Like other forms of Christian music, the creation, performance, significance, and even the definition of gospel music varies according to culture and social context. Gospel music is composed and performed for many purposes, including aesthetic pleasure, religious or ceremonial purposes, and as an entertainment product for the marketplace. However, a common theme of most gospel music is praise, worship or thanks to the Judeo-Christian God, Jesus Christ, or the Holy Spirit.
Gospel music in general is characterized by dominant vocals (often with strong use of harmony) referencing lyrics of a religious nature, particularly Christian. Sub-genres include contemporary gospel, urban contemporary gospel (sometimes referred to as “black gospel”), southern gospel, and modern gospel music (now more commonly known as praise and worship music or contemporary christian music). Several forms of Gospel music utilize choirs, use piano and/or Hammond organ, drums, bass guitar and, increasingly, electric guitar. In comparison with hymns, which are generally of a statelier measure, the gospel song is expected to have a refrain and often a more syncopated rhythm.
Gospel music varies in style and flavour. Scholars have argued and some believe that gospel music first came out of African-American churches in the first quarter of the 19th century. Some believe that it was sung by predominately white Southern gospel artists. This argument is based more on geography than fact. Seeing that black gospel was a form of communications between slaves while in Africa, and white gospel was originated in its European form before even making it to American soil, makes the argument valid for both sides. The sharp division between black and white America, particularly black and white churches, have kept the two apart. While those divisions have lessened slightly in the past fifty years, the two traditions are still distinct.
Some performers, such as Mahalia Jackson have limited themselves to appearing in religious contexts only, while others, such as Sister Rosetta Tharpe, a pioneer for black mainstream gospel, The Golden Gate Quartet, and Clara Ward, have performed gospel music in secular settings, even night clubs. Other performers, such as The Jordanaires, The Blackwood Brothers, Al Green, and Solomon Burke, have also performed both secular and religious music.

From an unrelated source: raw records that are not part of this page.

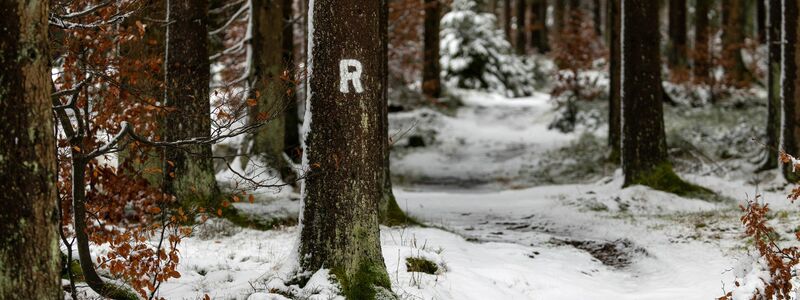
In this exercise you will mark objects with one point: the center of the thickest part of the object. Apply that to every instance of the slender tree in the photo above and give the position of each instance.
(268, 87)
(614, 109)
(733, 36)
(342, 192)
(507, 18)
(761, 20)
(189, 175)
(644, 146)
(597, 8)
(538, 21)
(789, 82)
(702, 55)
(559, 15)
(677, 34)
(643, 139)
(521, 32)
(431, 69)
(29, 251)
(389, 212)
(773, 85)
(291, 136)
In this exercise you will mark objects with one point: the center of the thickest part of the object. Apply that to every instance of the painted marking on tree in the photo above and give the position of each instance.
(346, 75)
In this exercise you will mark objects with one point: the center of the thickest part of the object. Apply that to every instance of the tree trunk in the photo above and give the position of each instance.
(761, 20)
(291, 136)
(790, 80)
(701, 55)
(189, 175)
(345, 146)
(597, 14)
(431, 84)
(773, 85)
(614, 109)
(643, 141)
(507, 18)
(539, 26)
(144, 85)
(389, 213)
(521, 29)
(95, 282)
(29, 251)
(677, 34)
(733, 20)
(559, 16)
(268, 88)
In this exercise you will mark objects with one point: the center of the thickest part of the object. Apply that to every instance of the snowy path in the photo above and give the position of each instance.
(647, 256)
(515, 211)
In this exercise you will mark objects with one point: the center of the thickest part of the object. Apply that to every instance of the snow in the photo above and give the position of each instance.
(517, 211)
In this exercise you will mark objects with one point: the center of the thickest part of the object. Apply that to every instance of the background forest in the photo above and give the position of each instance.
(399, 149)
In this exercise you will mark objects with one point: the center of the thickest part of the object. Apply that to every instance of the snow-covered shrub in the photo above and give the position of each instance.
(476, 55)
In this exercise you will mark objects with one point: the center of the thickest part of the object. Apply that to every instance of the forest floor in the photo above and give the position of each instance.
(517, 211)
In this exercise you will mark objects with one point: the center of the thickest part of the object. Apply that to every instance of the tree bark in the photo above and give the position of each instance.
(597, 7)
(677, 34)
(559, 15)
(790, 80)
(761, 20)
(189, 175)
(389, 212)
(507, 18)
(291, 136)
(521, 29)
(345, 146)
(539, 38)
(615, 70)
(701, 55)
(773, 85)
(733, 20)
(268, 87)
(431, 84)
(643, 140)
(29, 247)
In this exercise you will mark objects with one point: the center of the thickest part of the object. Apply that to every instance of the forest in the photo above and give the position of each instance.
(399, 149)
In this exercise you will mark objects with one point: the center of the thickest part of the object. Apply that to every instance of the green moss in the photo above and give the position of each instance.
(74, 266)
(369, 282)
(663, 178)
(419, 264)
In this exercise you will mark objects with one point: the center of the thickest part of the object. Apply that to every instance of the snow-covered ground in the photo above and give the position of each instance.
(517, 211)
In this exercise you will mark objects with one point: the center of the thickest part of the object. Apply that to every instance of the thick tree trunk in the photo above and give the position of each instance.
(643, 142)
(615, 70)
(521, 32)
(29, 251)
(189, 175)
(701, 55)
(539, 38)
(733, 29)
(677, 34)
(790, 80)
(268, 88)
(345, 146)
(507, 18)
(291, 136)
(773, 85)
(431, 84)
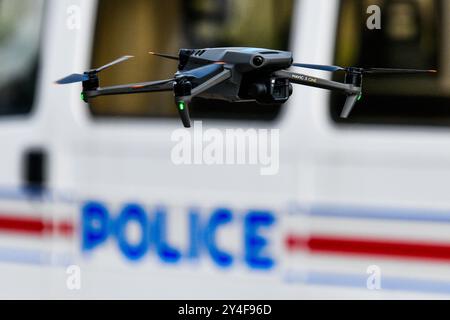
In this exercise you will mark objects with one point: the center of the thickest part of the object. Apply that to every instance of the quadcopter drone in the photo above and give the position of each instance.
(234, 75)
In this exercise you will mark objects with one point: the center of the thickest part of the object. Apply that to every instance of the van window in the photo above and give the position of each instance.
(414, 34)
(136, 27)
(20, 25)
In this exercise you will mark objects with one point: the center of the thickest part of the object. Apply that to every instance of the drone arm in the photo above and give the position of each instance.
(183, 98)
(214, 81)
(352, 92)
(310, 81)
(154, 86)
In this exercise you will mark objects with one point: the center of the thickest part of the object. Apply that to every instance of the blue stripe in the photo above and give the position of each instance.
(360, 282)
(36, 195)
(33, 257)
(413, 215)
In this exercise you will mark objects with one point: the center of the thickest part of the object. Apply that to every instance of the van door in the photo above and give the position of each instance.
(120, 153)
(25, 222)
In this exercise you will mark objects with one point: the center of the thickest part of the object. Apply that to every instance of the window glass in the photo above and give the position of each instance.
(138, 26)
(20, 25)
(414, 34)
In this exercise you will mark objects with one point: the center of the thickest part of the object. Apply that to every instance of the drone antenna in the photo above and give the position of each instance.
(166, 56)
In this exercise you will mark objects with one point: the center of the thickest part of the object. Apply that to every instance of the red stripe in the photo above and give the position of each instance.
(359, 246)
(34, 226)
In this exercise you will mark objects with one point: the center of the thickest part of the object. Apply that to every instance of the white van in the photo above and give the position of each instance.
(92, 205)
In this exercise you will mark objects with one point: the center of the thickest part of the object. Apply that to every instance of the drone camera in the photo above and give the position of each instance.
(274, 90)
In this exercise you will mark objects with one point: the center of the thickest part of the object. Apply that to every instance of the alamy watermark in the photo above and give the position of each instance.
(73, 281)
(258, 147)
(374, 20)
(374, 279)
(73, 21)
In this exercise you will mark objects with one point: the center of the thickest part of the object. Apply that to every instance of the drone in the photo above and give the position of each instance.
(234, 74)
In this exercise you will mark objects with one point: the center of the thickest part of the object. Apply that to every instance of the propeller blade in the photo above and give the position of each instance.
(395, 71)
(318, 67)
(166, 56)
(202, 72)
(73, 78)
(124, 58)
(349, 104)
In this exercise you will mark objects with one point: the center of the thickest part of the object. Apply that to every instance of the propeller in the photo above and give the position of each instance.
(361, 70)
(76, 77)
(201, 72)
(166, 56)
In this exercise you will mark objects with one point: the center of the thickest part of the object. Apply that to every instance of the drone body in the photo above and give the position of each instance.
(234, 74)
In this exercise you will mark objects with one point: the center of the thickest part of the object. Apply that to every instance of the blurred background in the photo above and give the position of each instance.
(380, 176)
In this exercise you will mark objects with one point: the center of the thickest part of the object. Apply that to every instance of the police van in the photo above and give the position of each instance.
(92, 204)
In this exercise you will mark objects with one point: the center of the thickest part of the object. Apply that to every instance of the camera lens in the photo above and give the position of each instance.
(258, 61)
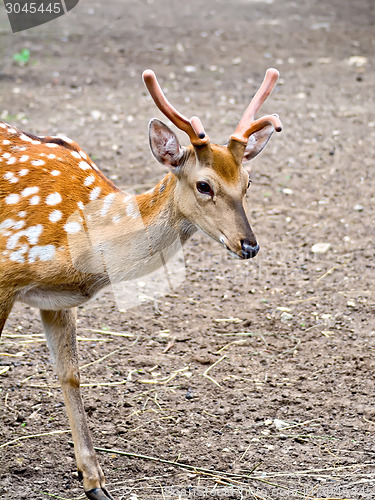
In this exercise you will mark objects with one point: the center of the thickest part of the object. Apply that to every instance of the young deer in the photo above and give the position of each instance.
(66, 231)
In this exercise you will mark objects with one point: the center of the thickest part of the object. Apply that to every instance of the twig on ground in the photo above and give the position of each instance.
(102, 358)
(205, 373)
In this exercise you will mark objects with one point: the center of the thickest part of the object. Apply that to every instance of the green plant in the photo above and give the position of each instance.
(22, 57)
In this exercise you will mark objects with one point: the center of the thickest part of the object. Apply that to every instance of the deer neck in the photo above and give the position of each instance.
(135, 235)
(160, 215)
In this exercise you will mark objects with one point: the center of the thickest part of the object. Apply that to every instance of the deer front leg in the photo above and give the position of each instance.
(6, 304)
(60, 329)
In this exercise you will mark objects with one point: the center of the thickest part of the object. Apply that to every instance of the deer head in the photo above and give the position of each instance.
(211, 179)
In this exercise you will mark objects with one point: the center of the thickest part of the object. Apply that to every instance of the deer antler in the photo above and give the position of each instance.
(248, 125)
(192, 127)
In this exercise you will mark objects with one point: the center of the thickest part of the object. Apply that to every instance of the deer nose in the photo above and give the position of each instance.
(248, 250)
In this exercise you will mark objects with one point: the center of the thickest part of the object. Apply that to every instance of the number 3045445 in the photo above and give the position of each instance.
(33, 8)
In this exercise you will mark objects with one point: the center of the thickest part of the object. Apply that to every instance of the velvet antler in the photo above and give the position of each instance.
(192, 127)
(248, 125)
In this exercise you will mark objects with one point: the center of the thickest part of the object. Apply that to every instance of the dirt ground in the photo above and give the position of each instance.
(260, 373)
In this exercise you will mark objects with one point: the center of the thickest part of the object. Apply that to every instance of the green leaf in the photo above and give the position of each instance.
(22, 57)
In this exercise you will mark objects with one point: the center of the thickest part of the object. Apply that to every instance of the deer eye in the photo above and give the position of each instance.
(204, 188)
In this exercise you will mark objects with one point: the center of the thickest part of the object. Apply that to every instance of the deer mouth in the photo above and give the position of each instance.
(223, 240)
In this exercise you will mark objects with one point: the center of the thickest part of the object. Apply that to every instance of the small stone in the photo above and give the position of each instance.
(320, 247)
(286, 316)
(280, 424)
(95, 114)
(190, 69)
(357, 61)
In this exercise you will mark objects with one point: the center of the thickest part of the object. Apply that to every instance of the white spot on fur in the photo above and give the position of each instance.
(131, 210)
(53, 199)
(29, 191)
(64, 138)
(84, 165)
(107, 202)
(89, 180)
(95, 193)
(25, 138)
(11, 199)
(72, 227)
(7, 224)
(55, 216)
(17, 257)
(43, 253)
(38, 163)
(33, 233)
(34, 200)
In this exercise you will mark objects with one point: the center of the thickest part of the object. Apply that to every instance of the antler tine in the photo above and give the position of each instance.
(247, 125)
(192, 127)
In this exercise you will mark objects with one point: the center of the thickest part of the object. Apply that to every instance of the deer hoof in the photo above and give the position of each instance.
(99, 494)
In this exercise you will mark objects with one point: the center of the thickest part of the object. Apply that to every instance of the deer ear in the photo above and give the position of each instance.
(164, 144)
(257, 141)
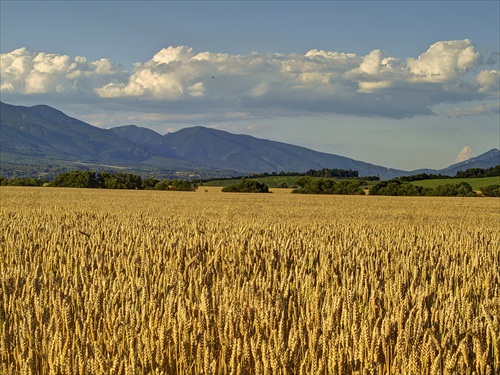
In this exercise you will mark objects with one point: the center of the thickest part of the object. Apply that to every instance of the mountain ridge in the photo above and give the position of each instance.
(45, 133)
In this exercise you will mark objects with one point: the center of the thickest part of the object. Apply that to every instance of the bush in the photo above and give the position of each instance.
(247, 186)
(491, 191)
(309, 185)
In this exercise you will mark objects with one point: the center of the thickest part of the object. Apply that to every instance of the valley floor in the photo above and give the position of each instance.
(113, 281)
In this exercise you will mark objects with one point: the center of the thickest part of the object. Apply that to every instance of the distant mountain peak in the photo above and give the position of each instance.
(44, 132)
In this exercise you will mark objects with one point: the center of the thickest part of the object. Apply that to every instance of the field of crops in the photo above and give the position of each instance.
(154, 282)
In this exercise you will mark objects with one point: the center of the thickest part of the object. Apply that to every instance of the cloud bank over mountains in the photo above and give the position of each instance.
(181, 80)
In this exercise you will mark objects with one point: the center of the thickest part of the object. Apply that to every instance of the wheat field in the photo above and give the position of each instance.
(151, 282)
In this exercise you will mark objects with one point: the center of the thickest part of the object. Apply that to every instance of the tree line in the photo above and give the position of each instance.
(102, 180)
(309, 185)
(325, 173)
(397, 187)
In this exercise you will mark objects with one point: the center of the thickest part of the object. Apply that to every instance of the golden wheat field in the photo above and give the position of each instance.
(152, 282)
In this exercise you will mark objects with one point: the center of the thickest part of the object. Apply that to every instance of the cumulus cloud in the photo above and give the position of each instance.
(28, 72)
(186, 81)
(465, 154)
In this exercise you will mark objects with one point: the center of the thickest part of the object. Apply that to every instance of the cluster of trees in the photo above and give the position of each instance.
(21, 181)
(324, 173)
(102, 180)
(479, 172)
(400, 188)
(247, 186)
(329, 173)
(491, 191)
(309, 185)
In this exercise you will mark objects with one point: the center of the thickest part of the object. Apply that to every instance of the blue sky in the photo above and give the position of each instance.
(400, 83)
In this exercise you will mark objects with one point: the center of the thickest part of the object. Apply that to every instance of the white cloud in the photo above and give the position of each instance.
(444, 61)
(27, 72)
(184, 81)
(489, 80)
(465, 154)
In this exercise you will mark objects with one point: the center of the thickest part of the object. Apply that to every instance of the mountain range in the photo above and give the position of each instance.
(47, 135)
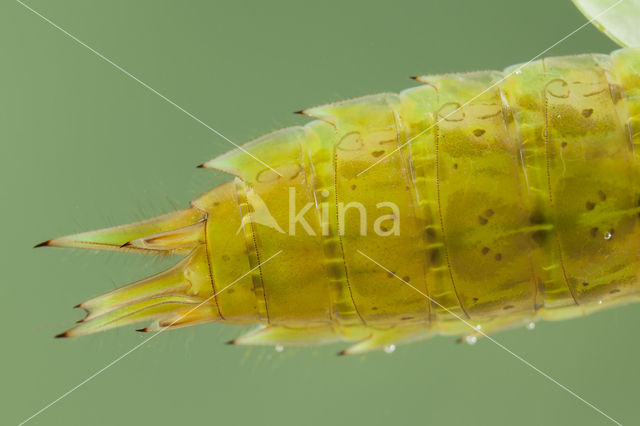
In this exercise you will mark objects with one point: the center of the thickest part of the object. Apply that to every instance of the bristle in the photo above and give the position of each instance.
(117, 238)
(184, 238)
(172, 280)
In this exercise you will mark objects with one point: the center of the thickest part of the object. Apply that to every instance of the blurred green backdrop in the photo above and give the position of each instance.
(83, 146)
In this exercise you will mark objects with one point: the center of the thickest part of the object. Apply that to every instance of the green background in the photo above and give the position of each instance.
(83, 146)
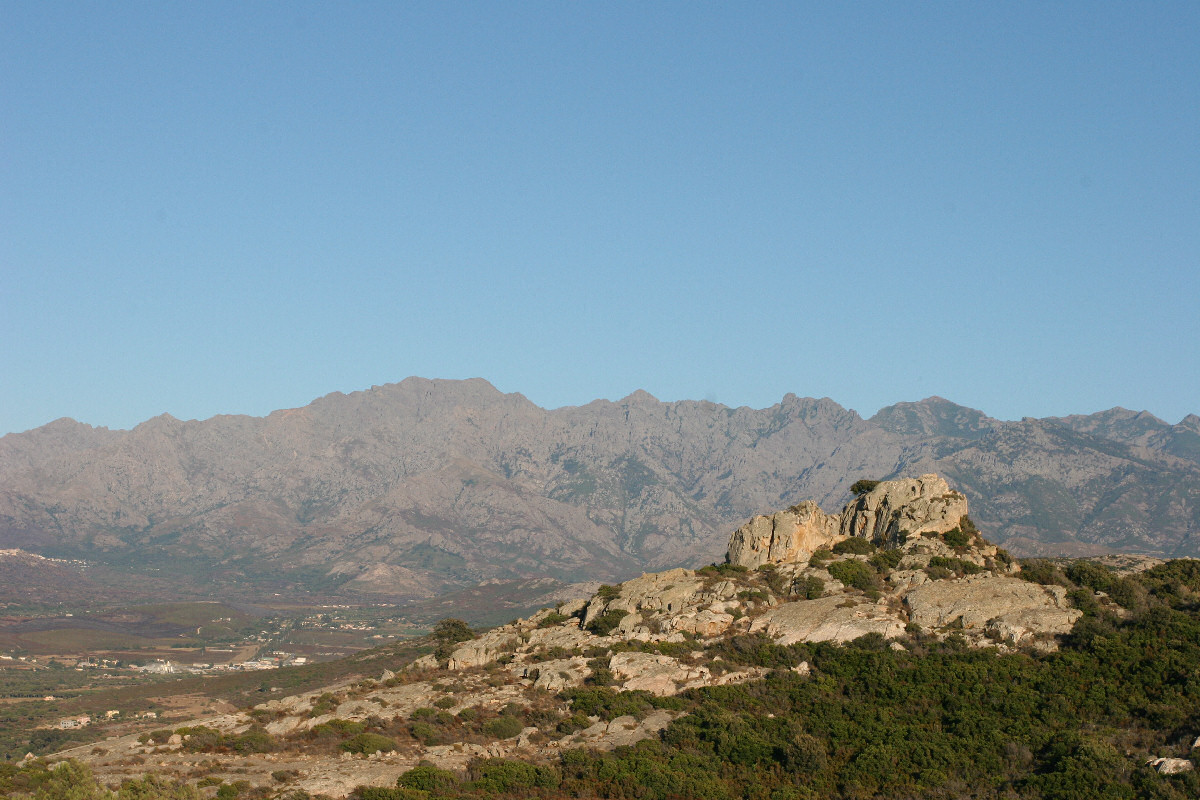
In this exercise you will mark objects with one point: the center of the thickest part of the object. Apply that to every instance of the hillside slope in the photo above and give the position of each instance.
(418, 487)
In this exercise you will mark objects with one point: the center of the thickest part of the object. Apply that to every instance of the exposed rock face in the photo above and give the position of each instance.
(431, 485)
(828, 619)
(1008, 608)
(784, 536)
(663, 633)
(894, 510)
(886, 515)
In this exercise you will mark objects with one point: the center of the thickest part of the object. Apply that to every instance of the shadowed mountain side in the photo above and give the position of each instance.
(421, 486)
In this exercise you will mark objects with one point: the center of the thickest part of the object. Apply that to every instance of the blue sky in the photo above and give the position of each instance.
(233, 208)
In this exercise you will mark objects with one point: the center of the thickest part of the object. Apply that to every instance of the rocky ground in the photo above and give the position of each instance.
(913, 566)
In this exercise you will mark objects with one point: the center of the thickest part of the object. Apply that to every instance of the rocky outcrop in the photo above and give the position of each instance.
(828, 619)
(784, 536)
(426, 486)
(895, 510)
(1007, 609)
(887, 515)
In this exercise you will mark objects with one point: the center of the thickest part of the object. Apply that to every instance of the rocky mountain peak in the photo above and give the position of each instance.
(888, 513)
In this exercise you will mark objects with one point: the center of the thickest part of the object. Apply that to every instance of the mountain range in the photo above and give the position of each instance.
(426, 486)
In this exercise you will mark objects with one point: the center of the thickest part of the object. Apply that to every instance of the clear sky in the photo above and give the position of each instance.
(214, 208)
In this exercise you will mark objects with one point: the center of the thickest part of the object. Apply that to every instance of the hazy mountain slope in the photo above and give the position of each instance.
(418, 486)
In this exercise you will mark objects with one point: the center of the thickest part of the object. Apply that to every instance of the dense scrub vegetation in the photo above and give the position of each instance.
(934, 721)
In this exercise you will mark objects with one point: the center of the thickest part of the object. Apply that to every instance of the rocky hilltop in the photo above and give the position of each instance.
(886, 512)
(425, 486)
(895, 565)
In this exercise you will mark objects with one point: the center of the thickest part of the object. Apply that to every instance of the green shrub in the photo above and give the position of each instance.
(855, 545)
(886, 560)
(367, 744)
(384, 793)
(604, 624)
(255, 740)
(427, 777)
(862, 486)
(1042, 571)
(499, 775)
(855, 573)
(1175, 581)
(503, 727)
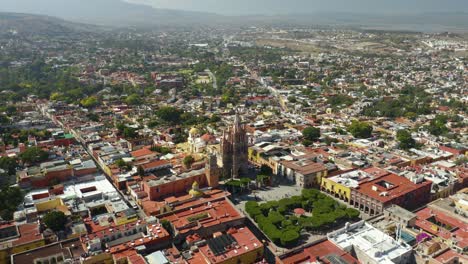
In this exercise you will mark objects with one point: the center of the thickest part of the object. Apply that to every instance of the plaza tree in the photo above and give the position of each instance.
(360, 129)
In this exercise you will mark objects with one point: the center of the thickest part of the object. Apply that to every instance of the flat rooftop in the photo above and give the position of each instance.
(78, 189)
(370, 240)
(326, 251)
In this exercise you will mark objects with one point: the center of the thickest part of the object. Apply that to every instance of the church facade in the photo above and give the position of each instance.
(234, 150)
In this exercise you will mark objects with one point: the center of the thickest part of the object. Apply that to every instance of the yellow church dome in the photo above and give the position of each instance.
(194, 131)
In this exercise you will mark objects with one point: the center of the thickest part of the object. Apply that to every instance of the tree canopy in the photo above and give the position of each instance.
(311, 133)
(360, 129)
(405, 139)
(10, 198)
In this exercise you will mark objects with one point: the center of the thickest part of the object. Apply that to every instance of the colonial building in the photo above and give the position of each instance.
(234, 149)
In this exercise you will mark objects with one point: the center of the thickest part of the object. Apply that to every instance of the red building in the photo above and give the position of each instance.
(373, 196)
(321, 252)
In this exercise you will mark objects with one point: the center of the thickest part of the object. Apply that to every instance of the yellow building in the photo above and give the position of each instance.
(341, 185)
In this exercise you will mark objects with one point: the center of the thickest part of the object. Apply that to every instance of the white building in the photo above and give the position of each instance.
(371, 245)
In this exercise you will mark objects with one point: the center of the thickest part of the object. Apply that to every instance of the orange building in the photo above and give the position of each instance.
(176, 184)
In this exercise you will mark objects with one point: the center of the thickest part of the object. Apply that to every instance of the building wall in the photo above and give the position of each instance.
(174, 187)
(28, 246)
(104, 258)
(247, 258)
(48, 205)
(335, 188)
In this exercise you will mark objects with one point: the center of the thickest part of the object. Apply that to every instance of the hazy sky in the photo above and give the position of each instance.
(235, 7)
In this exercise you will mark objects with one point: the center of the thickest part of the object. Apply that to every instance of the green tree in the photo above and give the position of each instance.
(34, 155)
(170, 114)
(55, 220)
(10, 199)
(90, 102)
(360, 129)
(289, 238)
(311, 133)
(133, 99)
(437, 125)
(405, 139)
(129, 132)
(8, 165)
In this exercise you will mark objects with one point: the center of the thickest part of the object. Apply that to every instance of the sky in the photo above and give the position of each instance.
(243, 7)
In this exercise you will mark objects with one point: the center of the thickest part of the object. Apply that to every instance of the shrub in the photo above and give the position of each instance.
(289, 238)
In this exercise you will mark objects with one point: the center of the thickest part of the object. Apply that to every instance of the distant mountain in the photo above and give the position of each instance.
(120, 13)
(40, 25)
(108, 12)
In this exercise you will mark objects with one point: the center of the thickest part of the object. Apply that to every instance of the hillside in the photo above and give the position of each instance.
(27, 24)
(108, 12)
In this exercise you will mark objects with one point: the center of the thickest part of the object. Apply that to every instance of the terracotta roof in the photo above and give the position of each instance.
(400, 186)
(321, 250)
(141, 152)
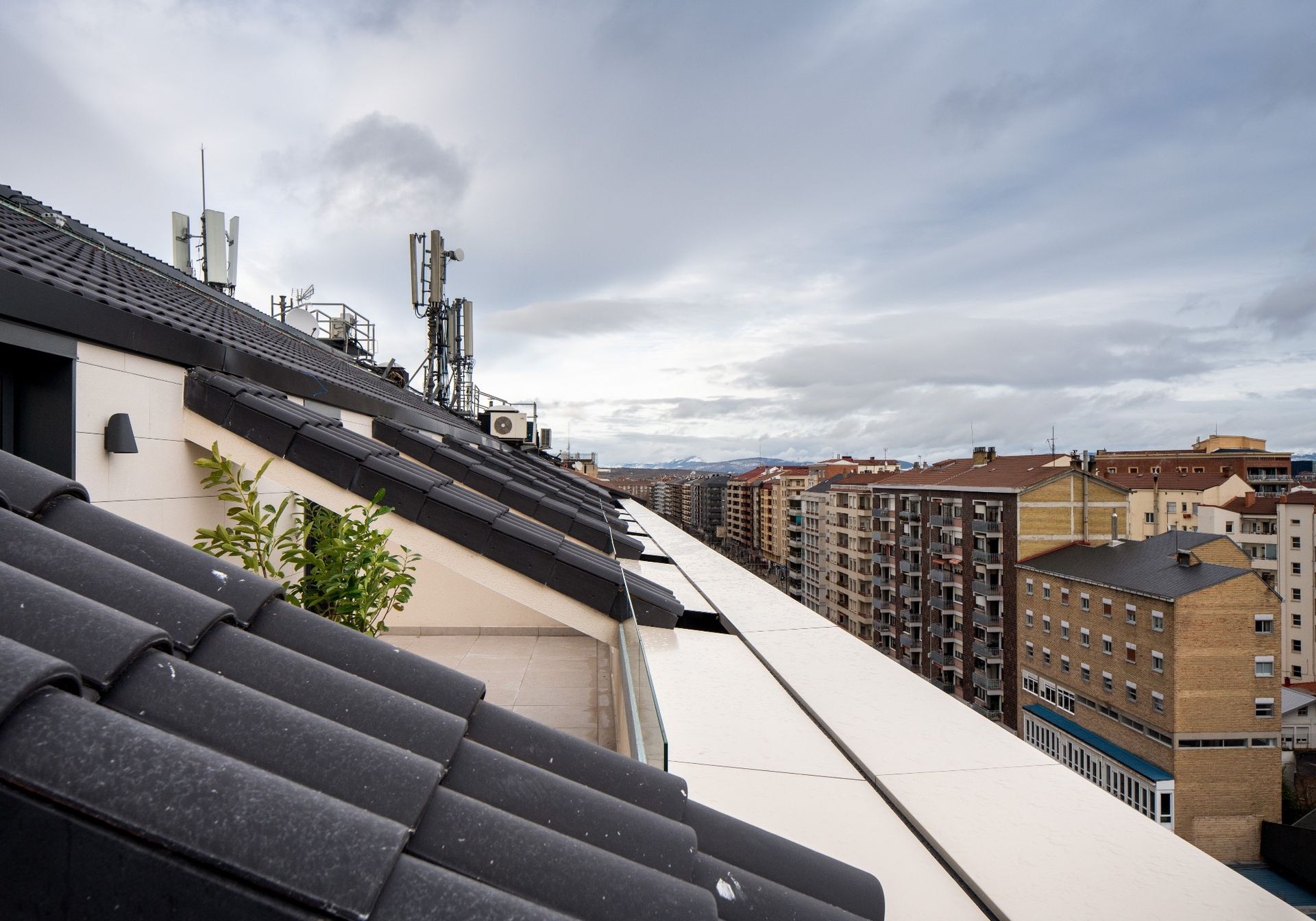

Although predominantly an American phenomenon, gospel music has spread throughout the world including to Australia with choirs, such as The Elementals and Jonah & The Whalers, and festivals, such as the Australian Gospel Music Festival. Norway is home to the popular Ansgar Gospel Choir, the only true norwegian gospel choir. Gospel is also popular in the province of Quebec, Canada, where important gospel choirs such as the Montreal Jubilation Gospel Choir and Quebec Celebration Gospel Choir are famous.